L'espoir, d'autre part, est généralement ressenti par les investisseurs après une période de ventes massives. En fait, juste avant la fin d'un marché haussier, les investisseurs qui ont manqué le coche décident finalement de capituler et de revenir sur le marché.

Lorsque les cours viennent à baisser, ces investisseurs doivent gérer des pertes (parfois énormes). Lors d'un rebond du marché, leur premier souhait est de récupérer leurs pertes. C'est là que l'espoir intervient. L'espoir est un sentiment dangereux qui peut altérer l'objectivité du jugement. Dans ce cas, la décision d'investir se fonde sur le souhait d'assister à une hausse des cours plutôt que sur une évaluation rationnelle de la situation. La seule solution est de répondre à la question à mille euros : « les conditions qui m’ont poussé à investir en toute sécurité sont-elles toujours valables ? » Si la réponse est non, vous savez ce qu’il vous reste à faire.

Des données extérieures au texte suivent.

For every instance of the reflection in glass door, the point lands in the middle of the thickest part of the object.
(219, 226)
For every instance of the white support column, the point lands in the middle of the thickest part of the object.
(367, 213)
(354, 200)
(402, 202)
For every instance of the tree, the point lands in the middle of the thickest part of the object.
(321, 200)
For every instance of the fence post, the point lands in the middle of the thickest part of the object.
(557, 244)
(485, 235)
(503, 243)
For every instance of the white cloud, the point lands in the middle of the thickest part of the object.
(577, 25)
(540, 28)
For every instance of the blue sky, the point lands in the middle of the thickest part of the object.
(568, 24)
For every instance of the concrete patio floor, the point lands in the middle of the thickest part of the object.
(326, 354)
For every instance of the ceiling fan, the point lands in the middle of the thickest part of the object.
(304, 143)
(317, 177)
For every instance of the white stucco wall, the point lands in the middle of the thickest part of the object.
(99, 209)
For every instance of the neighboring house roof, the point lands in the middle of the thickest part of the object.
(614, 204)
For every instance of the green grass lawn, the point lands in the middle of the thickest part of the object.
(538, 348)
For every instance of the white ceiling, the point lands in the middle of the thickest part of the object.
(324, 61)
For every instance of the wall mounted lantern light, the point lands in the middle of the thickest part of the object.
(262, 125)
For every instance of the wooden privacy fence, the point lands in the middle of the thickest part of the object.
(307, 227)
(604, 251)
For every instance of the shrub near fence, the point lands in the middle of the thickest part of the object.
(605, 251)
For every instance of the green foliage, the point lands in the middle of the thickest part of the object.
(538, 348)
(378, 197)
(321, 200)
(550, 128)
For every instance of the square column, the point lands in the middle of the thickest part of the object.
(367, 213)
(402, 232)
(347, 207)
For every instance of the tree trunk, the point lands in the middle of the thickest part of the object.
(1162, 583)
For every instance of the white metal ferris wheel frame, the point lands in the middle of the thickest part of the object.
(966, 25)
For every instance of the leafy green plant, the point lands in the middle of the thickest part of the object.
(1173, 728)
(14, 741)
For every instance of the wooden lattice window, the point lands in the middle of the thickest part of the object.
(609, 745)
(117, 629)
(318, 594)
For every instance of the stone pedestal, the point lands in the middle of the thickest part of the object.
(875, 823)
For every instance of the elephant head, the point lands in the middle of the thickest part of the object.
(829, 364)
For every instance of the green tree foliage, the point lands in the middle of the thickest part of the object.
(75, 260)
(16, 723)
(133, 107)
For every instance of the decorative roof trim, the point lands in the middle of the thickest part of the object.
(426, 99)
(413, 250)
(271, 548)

De son côté, l'excès de pessimisme est une question de peur. Il ne faut pas grand-chose pour que la peur émerge : la publication de mauvais résultats, un indicateur économique décevant, une faillite, une fraude, … En d'autres termes, la peur est une conséquence directe de l'incertitude. Si ce sentiment n'est pas correctement maîtrisé, toute décision fondée sur la peur sera destructrice de valeur.

Conclusion

De nombreuses théories financières expliquent comment les cours sont déterminés par des calculs qui tiennent compte, par exemple, du cash-flow, des valeurs comptables et des bénéfices. Au fil du temps, des voix ont commencé à s'élever pour souligner que cet équilibre résultait plus de la perception globale du cours même que de calculs. Le sentiment des investisseurs est au cœur de ce processus. Inutile de dire que les sentiments, en raison de leur nature subjective, sont des animaux difficiles à apprivoiser. Toutefois, s'ils sont utilisés à bon escient, ils peuvent avoir un impact déterminant sur la prise de décisions, comme cela a été le cas pour nous en mars dernier.